I think that getting beyond that and getting to the packets, gets us a better chance of leveraging those observability tools. So, taking those packets, generating the metadata, sending that in addition to the logs, right? We don't want to get a rid of the logs, we wanna supplement them. So, when I'm looking at these observability tools, I get whole pictures.
I can look at things like what SSL levels are being used? Am I, enforcing my TLS 1.2, 1.3 rights? Do I have self-signed certs in play? Do I have expired certs? All of these things are critical in that observability space, especially when we start introducing IoT and unmanaged devices. And as we start moving to the edge, that even becomes more critical because we're pushing data into different regions.
So, I'm not here to preach about it. It's just something that I'm passionate about that I think that we really should be enriching those observability tools.
Jim: All right. I wanna ask you one final question, and this is something that, that, that's really interesting to me when we talk about Zero Trust. And you talking about devices, and this is really something that I don't know if you can answer simply. But as we start looking at these machine-to-machine type communications that are happening, what are your thoughts on monitoring those machine to machine and how do you secure it?

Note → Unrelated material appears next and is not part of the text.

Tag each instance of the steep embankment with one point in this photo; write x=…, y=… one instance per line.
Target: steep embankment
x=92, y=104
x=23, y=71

Arila: It's actually, companies already thinking in that space. And I was fortunate enough to meet one in the open-source space, Teleport. And it's providing the same concept around Zero Trust by providing identity for the machine. You want to always make sure you have identified the person or human interacting with the machines of the system. How you bring those same kind of concepts down to identifying a machine and making sure it's authorized to interact with the other machine with the system. And that is very interesting to me in the energy space, as I mentioned, it's a heterogeneous systems like Veloce provides, for example, storage and infrastructure. However, we want to work with many different manufacturers of EV chargers and how do we make sure we can trust, at the grid edge, all our partners do not create a vulnerability that can be exploited.
Jim: Yeah. And again, it's, it all goes down to what you said. It's the Zero Trust. I wanna say the trust but verify statement, right? It's get observability...
Arila: I like that better. I actually don't like the term Zero Trust because it goes against encouraging building relationships. As we build our trusted relationships, what's the best way to validate at the speed of light and that's where technology help us under the no Zero Trust. Label.
Jim: All right I wanna thank my guest a Rilla Barnes today. Thank you very much. This was a lot of fun. Everybody. If you have any questions or you're looking to reach out, I encourage you to go to the Gigamon community. There is a podcast section where you can go to, and you can ask questions of myself or my guests. Arila as a parting thing, are there any recommendations for our guests if they wanna learn more about what we were talking about?
Arila: I recently came across a really cool book put together by Tracy Bannon. She's a cloud architect focused on cybersecurity, and it's called Reinventing Cybersecurity, and has the collective wisdom of a lot of other Cybersecurity experts that look at that space all the way from cloud to edge and in between.
Jim: Wonderful. I guess we'll add that to the reading list. Thank you very much and I appreciate you joining me.